Vivre d’amour et d’eau fraîche, en toute simplicité, sans besoin d’aucune autre forme de richesse, c’est un peu le thème de My Own Sun, à la rythmique entraînante et répétitive mélangeant beats et handclapping : les Beatles et leur psychédélisme candide ne sont pas bien loin. Le piano y domine encore, tout comme sur Pearl, chanson folk sans guitare acoustique, très solennelle avec ses sons de cloche qui évoquent à nouveau le destin.
Ensuite les virages s’enchaînent. Earth, chanson psyché-écolo ("we belong to the earth, doesn’t belong to us") aux synthés estampillés Air mais où basse et rythme binaire font d’abord penser à la facette house de Gus Gus, dévie rapidement de sa trajectoire répétitive, alors que s’élèvent de vibrants choeurs synthétiques. Puis Beautiful Woman, qui allie rock 60’s et mélodie pop, fait un pas vers les Strokes, avant de laisser place à l’autre merveille de l’album : How Brave You Are, faussement simple, douce et néanmoins à pleurer, est une ballade électro-pop d’affranchissement dans laquelle un père bienveillant aide son fils à couper le cordon pour suivre son propre chemin. Chanson autobiographique ou métaphore de l’échappée belle de Dunckel ?
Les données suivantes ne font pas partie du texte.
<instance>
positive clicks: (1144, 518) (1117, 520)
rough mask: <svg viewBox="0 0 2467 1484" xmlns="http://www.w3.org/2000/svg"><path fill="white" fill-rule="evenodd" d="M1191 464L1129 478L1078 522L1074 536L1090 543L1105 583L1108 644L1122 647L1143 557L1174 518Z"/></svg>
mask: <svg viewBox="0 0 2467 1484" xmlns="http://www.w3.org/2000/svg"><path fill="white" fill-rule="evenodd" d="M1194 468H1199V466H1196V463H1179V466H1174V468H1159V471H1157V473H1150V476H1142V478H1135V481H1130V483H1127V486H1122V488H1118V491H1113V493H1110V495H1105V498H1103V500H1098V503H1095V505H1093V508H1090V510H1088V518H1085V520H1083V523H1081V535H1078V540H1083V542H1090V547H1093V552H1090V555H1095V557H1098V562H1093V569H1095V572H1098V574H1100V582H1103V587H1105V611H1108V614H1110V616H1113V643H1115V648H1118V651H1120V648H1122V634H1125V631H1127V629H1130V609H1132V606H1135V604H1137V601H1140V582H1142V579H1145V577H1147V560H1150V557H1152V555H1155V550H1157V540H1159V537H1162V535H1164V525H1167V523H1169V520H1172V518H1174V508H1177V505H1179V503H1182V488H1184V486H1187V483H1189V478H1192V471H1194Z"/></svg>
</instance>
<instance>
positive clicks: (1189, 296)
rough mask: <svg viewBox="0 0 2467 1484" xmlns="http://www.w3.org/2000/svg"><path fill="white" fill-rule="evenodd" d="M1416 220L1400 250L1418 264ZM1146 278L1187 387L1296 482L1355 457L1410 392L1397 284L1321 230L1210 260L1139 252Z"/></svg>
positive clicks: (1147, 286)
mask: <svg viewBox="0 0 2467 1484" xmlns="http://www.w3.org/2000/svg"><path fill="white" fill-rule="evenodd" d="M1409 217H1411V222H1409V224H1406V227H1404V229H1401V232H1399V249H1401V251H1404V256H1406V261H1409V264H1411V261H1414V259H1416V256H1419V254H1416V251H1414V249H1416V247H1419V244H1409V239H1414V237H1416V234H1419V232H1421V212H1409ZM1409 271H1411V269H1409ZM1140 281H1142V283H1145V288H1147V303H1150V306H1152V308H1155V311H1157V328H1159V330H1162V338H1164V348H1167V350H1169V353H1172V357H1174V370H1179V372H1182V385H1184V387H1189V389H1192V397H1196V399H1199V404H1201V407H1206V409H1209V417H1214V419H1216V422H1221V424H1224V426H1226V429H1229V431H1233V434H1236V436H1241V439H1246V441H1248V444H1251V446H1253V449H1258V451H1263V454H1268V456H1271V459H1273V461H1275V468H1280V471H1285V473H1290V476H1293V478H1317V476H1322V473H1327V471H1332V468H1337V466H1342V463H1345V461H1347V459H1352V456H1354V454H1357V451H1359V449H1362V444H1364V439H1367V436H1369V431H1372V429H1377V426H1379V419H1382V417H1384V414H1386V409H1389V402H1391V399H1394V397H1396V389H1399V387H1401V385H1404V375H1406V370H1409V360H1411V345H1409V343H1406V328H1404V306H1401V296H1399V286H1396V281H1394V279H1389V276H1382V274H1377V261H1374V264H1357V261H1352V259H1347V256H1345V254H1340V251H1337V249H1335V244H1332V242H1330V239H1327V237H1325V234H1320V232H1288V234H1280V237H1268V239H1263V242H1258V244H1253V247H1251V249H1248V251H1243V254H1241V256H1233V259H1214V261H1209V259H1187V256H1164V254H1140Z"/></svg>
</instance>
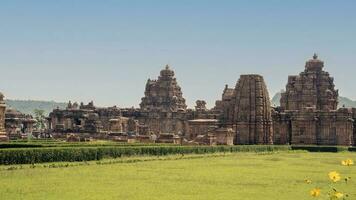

La suite ne nous éclairera pas. Du moins pas par des mots, puisque l’album se termine sur le long et magnifique instrumental Bathroom Spirit, sorte de Femme d’argent en plus lent avec un piano en guise de guitare et un final cosmique : un morceau plein d’espoir et de confiance en l’avenir, et la clôture idéale d’un album à l’unité sonore parfaite, mais qui n’en aura pas moins parcouru en moins de 45 minutes un spectre musical impressionnant.
Soit un cocktail frais et varié pour terminer l’été en beauté, et pour patienter en attendant le nouveau Air toujours prévu pour début 2007, qui serait paraît-il inspiré par la culture japonaise et compterait Jarvis Cocker au chant sur un morceau.
Gainsbourg, Darkel, Air... Jean-Benoît Dunckel peut effectivement avoir confiance en l’avenir : pour lui, le présent est déjà des plus radieux.